Nor, in counting up the cost of this dread struggle, must we overlook that great army of stricken and wounded men who, although they have survived the conflict of arms, have returned to us maimed and crippled for life. If we shall neglect our duty to them and disregard the mute appeal of their honorable scars; if we shall ever cease to treat them with that respect and tender consideration to which their services and their sufferings alike entitle them; or, if we shall forbear to extend to them that generous succour which they need, we shall be alike insensible to the claims of gratitude and the demands of honor.

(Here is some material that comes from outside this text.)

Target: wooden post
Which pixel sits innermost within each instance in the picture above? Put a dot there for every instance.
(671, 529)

If we turn our eyes to the region in which this great convulsion originated, we behold stretched out before us the prostrate, desolated South; its resources exhausted, its commerce blighted, its agriculture deserted, its industrial interests paralyzed, its internal improvements destroyed, its people bankrupt, its homes darkened, and the genius of her once fair and beautiful domain sitting in silence and tears, and awaiting the generous hand which shall soon raise her from her humiliation and her grief, and set her again in the place of a companion and an equal. If the crime was great, who shall say that the retribution is not sufficient! God forbid that in the presence of calamities so wide-spread and so profound we should indulge in any spirit of pride or exultation.